In the plane, they find $4.4 million in unmarked bills. Their “simple” plan to return to the plane and keep the cash spins dramatically out of control.
It’s a fantastic book, and the movie (by the same name) is equally compelling.
The ironic lesson in this tragic story is that dishonesty is never simple. One lie needs many more to back it up. Plus, it’s hard to keep a secret.
Now, I doubt that anyone reading this Week-Ender will discover millions in cash while walking in the woods this summer. (If you do, maybe that new dining hall will become a reality…) We will all, however, have opportunities to be honest and open.
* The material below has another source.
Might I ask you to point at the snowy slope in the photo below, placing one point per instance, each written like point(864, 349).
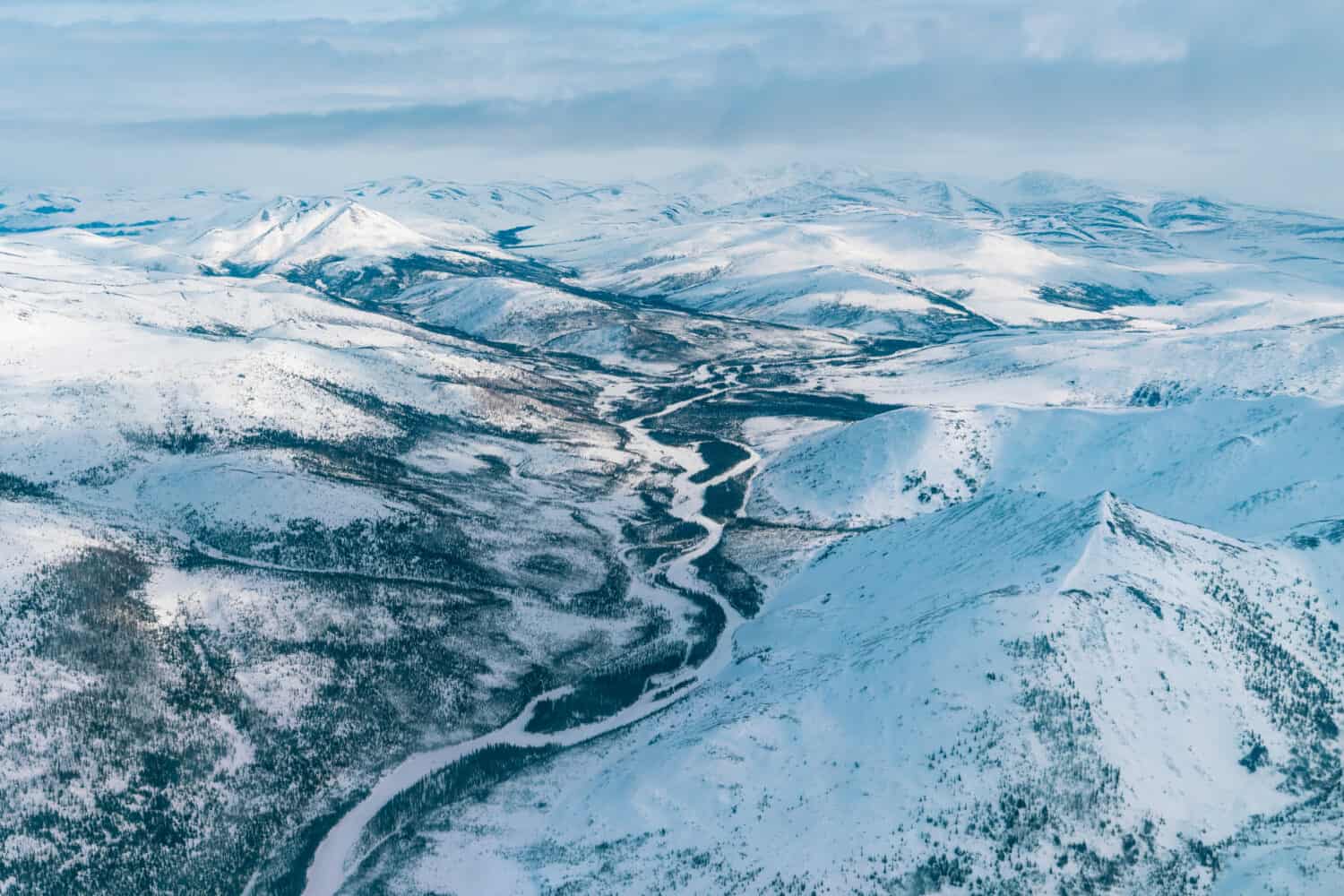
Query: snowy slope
point(1015, 689)
point(1042, 595)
In my book, that starts with a hello, an introduction, a firm handshake and good eye contact. Simple, right?
You’d be surprised.
My travels this summer have been a study in contrasting politeness. When I arrive at some camps and summer programs, staff take the initiative to approach me, say hello, state their name and give me a firm handshake with good eye contact. It’s a solid, kind and welcoming feeling that says I’m proud to work here and I’m glad you’re here. It also says I’ve got nothing to hide and everything to share, so come join our community for a while.
When I arrive at other places, I sometimes pass four or five uniformed staff without any of them stopping me to ask who I am or introduce themselves. Setting aside security concerns for a moment, I’ll simply say that I don’t feel particularly welcome in that context. I have the impression that the staff lack confidence. They certainly lack initiative.
Whatever was on my training schedule for the day now takes a back seat to training the staff to take charge of warm welcomes whenever a visitor arrives on site.
The good news is that staff are eager to learn the simple and powerful etiquette of polite and poised greetings. The even better news is that they’ve learned a skill that will probably get them their next job.
I don’t mince words when I’m training people to be youth development professionals. I tell them: “No one will hire you if there is a single typo on your resumé. If you can’t take the time to proof-read the single sheet of paper that showcases your qualifications, then you’re not a professional.”
I also tell them: “No one will take you seriously if you don’t greet them with a firm handshake. Offering up a limp fish in place of a firm grip says, I don’t take myself seriously, so you shouldn’t either.”
Some staff laugh nervously when I say these things. Then they realize it’s true and the mood becomes serious.
Then they realize what a simple plan it is to take the first steps toward true professionalism…and they smile again knowing that the next opportunity they have to make a first impression will feel a whole lot different than the last.